Re: IPS security draft: SRP groups

[Paul Koning <ni1d@arrl.net>]

Excerpt of message (sent 3 July 2002) by Bernard Aboba:
> In answer to your question, here is a suggestion from Dan Simon for 
> determining the appropriate generators for the IKE primes, for use with SRP.

Ok.  I didn't know that but I probably would have learned it if I had
done the necessary reading about groups and generators.  But the point
of my question wasn't "is it possible to compute g" but rather "how
about supplying g in the spec" (since the g=2 from IKE is not
appropriate).   It seems a bit redundant for everyone to repeat the
search for a suitable g...

So what's the story about unlisted groups?  Is an implementation that
accepts only the groups listed in appendix A, but not any "locally
generated" ones, a compliant implementation?  If not, why not?
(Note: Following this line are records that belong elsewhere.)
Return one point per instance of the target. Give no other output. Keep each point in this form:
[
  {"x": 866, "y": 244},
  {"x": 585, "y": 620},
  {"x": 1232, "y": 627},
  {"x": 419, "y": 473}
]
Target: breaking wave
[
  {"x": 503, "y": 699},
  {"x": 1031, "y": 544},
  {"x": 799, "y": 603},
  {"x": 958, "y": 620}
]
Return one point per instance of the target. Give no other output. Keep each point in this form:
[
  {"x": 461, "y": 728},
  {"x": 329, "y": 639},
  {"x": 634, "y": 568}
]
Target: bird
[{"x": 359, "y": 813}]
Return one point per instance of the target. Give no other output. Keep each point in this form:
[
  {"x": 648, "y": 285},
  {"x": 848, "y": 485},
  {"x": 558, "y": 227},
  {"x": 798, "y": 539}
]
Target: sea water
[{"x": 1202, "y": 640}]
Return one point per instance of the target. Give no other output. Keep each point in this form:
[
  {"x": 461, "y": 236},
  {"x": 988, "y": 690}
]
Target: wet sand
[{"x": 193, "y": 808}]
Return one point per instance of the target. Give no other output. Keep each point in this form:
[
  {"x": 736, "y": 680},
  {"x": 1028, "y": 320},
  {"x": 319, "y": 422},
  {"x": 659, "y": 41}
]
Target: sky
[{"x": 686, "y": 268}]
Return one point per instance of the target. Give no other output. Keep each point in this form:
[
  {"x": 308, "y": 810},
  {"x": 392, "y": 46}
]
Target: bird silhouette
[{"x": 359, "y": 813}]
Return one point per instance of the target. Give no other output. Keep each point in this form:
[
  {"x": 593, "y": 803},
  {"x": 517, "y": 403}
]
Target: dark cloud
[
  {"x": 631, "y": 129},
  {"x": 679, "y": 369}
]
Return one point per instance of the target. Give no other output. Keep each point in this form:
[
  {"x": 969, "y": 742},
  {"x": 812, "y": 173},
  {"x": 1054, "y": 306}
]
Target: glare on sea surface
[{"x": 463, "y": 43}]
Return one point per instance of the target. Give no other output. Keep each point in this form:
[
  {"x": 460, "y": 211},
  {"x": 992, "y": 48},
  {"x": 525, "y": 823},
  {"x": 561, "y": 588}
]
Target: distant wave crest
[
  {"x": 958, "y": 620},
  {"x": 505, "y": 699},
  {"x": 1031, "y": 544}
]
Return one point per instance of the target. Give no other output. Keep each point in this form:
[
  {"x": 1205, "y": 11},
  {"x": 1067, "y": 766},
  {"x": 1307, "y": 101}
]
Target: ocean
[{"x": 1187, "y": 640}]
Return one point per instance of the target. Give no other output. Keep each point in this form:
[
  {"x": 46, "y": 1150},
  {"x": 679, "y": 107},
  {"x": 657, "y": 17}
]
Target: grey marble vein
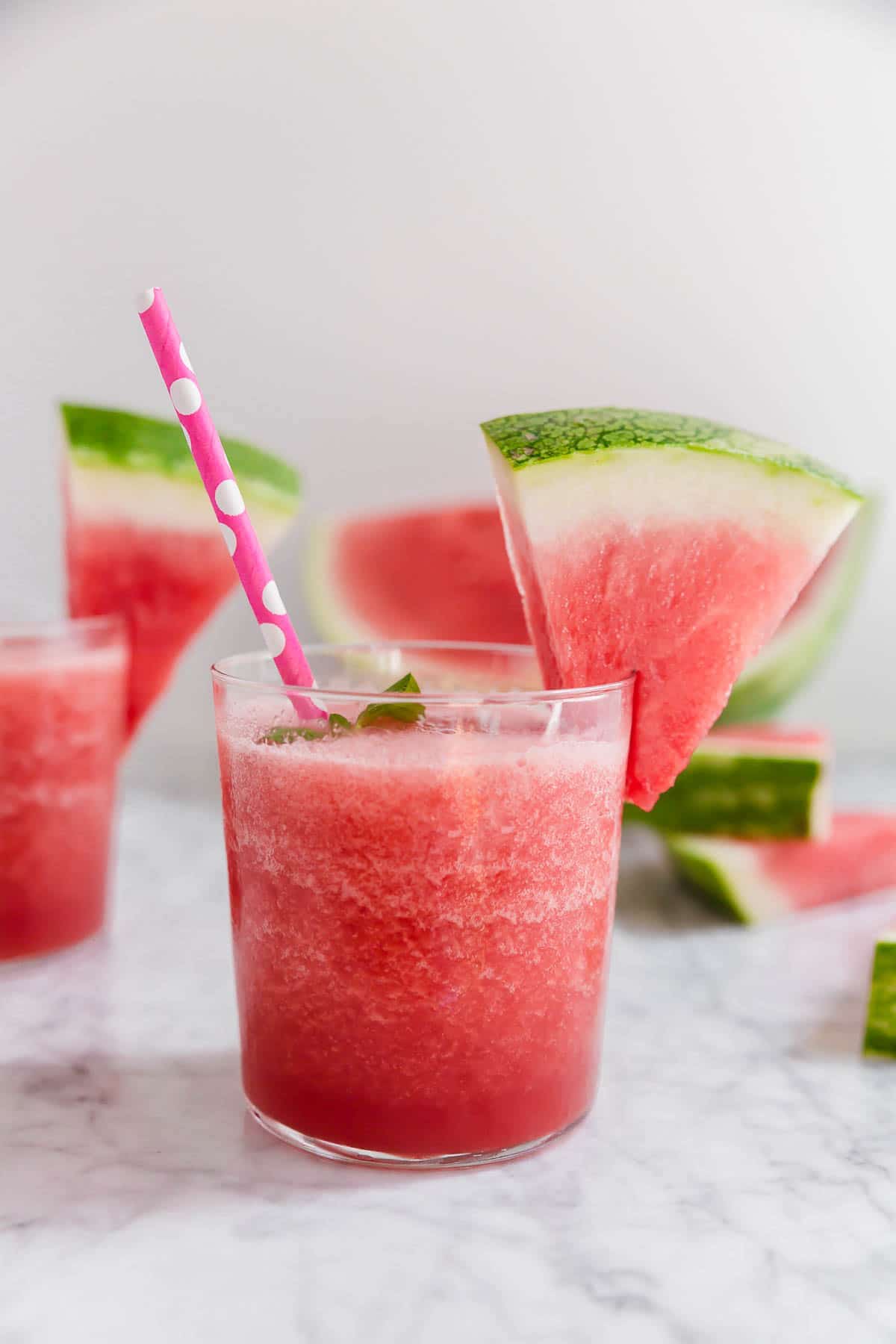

> -----Original Message-----
> From: Dan Simon
> Sent: Friday, June 07, 2002 2:36 PM
> To: iscsi-security@external.cisco.com
> Subject: SRP groups
> 
> To determine if a given g is a generator of the whole group (a necessary
> property for SRP), you need to know the factorization of (p - 1); you
> raise the candidate to the power of x for all x which are factors (not
> just prime factors) of p - 1, and reject it if you ever get 1 (mod p).  In 
> the case of the IKE primes, which are of the form p - 1 = 2q, q prime, just 
> test that neither g^2 nor g^q are 1 (mod p); any g that passes that test 
> will do.  If the SRP primes were generated randomly, then their predecessors 
> (i.e., p - 1) may not be easy to factor; but if they are, then you can 
> choose a generator for them as I've described.
> 
>                 Hope that helps,
> 
>                           Dan
> 
> 
> ---------- Forwarded message ----------
> Date: Wed, 10 Apr 2002 21:19:18 -0700
> From: Tom Wu <tom@arcot.com>
> To: Bernard Aboba <aboba@internaut.com>
> Cc: iscsi-security@external.cisco.com
> Subject: Re: SRP groups
> Bernard,
> 
> I generated the non-IKE primes randomly.  I did not go through the full
> process of generating numbers with optimized forms, nor did I attempt to 
> prove them prime using a rigorous test.  This was primarily because, at the 
> time I generated them, those prepackged groups were intended mainly as a 
> timesaver for people installing the SRP distribution; I expected many admins 
> to generate their own groups, using the Open Source tconf tool in the SRP 
> distribution, for their own peace of mind.

Ok, so now I'm confused.  Dan says "you need to know the factorization
of p-1" but presumably that is not known for a randomly chosen p.  

> The secondary reason was that the requirements/constraints for SRP
> groups are not quite the same as the IKE groups.  The IKE groups have
> the prime as 7 (mod 8) because of the lower-bits optimization, and g =
> 2, which can be faster with some bignum implementations.  This means
> that g generates the group of size (p-1)/2, whereas SRP requires that g
> generate the largest group of size (p-1), i.e. a primitive root.
> 
> That said, I'd have no problem with re-using the IKE primes as the prime for 
> SRP groups, using a different "g" such that it is a primitive root. That's 
> already been done for bitlengths 768 and 1024.

That being the case, it would be good for those values for g to be
listed in the spec.

       paul